Robert Lewandowski, Bayern Monachium

i

Autor: Cyfra Sport Robert Lewandowski, Bayern Monachium

Bayern miażdży Union! Strzelanina w Berlinie, Lewandowski z dwoma bramkami!

2021-10-30 16:34

Bayern Monachium okazał się lepszy od Unionu Berlin. Drużyna "Bawarczyków", która była zdecydowanym faworytem spotkania, rozbiła drużynę ze stolicy Niemiec 5:2. Robert Lewandowski w trakcie spotkania poprawił swój indywidualny rekord bramek i dzięki dwóm bramkom zdobytym w spotkaniu ma już 56 bramek w tym roku!

Union Berlin - Bayern Monachium 2:5 (1:3)

Bramki:Giesselmann 43', Ryerson 65' -  Lewandowski 15', 22', Sane 35', Coman 60', Mueller 80'

Żółte kartki: Jaeckel 15' - Sule 30'

Union: Luthe; Jaeckel, Knoche, Baumgartl; Trimmel (64' Ryerson), Promel (Teuchert 64'), Khedira, Haraguchi (Mohwald 75'), Giesselmann; Awoniyi (Behrens 64'), Becker (Voglsammer 75')
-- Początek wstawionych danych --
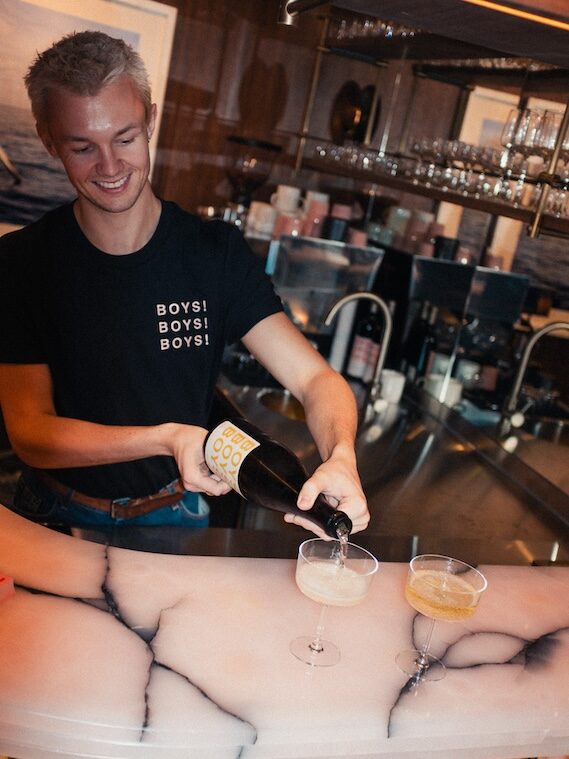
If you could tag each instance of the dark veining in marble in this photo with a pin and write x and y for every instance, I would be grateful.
(202, 692)
(533, 655)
Bayern: Neuer; Stanisić (Pavard 69'), Suele, Hernandez (Upachemano 69'), Davies; Kimmich, Tolisso (Sabitzer 69'); Sane (Musiala 62'), Mueller, Coman (Gnabry 81'), Lewandowski

Bayern Monachium wygrał z Unionem Berlin w meczu rozgrywanym ze stolicy Niemiec! Gospodarze, mimo dużej przegranej, pokazali wielką klasę i do końca próbowali zagrażać świetnie dysponowanym dziś "Bawarczykom". Z dobrej strony pokazał się Robert Lewandowski, który dzięki bramkom z rzutu karnego i wolnego podwyższył swoje prowadzenie w ligowej tabeli najlepszych strzelców, a także zapisał 56. trafienie w tym roku.

Bayern Monachium wygrywa. Wielka strzelanina w Berlinie

Pierwsza połowa meczu upłynęła pod zdecydowanym prowadzeniem Bayernu Monachium. Aż do 40. minuty meczu Union nie potrafił znaleźć sposobu na rozegranie akcji, z czego korzystali mistrzowie Niemiec. Pierwszą bramkę w spotkaniu zdobył nie kto inny, a Lewandowski, który wykorzystał rzut karny podyktowany po zagraniu ręką Jaeckela w polu karnym. Ledwie osiem minut później, Polak ustrzelił drugą bramkę, pokonując Luthe z rzutu wolnego. Trzeci na listę strzelców wpisał się Sane i wydawało się, że będziemy świadkami deklasacji. Nic bardziej mylnego. Trzegi gol Bayernu tchnął siły w piłkarzy Unionu, którzy tuż przed końcem pierwszej połowy strzelili gola kontaktowego.

Union próbował. Ale to Bayern był lepszy

Po zmianie stron większą inicjatywą wykazywali się piłkarze z Berlina, którzy cały czas szukali sytuacji pod bramką Neuera. Ich brak skuteczności wykorzystał Bayern, a konkretnie Coman, który popisał się piękną, indywidualną akcją i strzelił genialną bramkę po samotnym rajdzie. Union stać było na jeszcze jeden wzlot, a nieuwagę obrony "Bawarczyków" wykorzystał rezerwowy berlińczyków - Ryerson, który wpisał się na listę strzelców kilka sekund po wejściu na boisko. Bayern był jednak nie do zatrzymania a "kropkę nad i" postawił Mueller.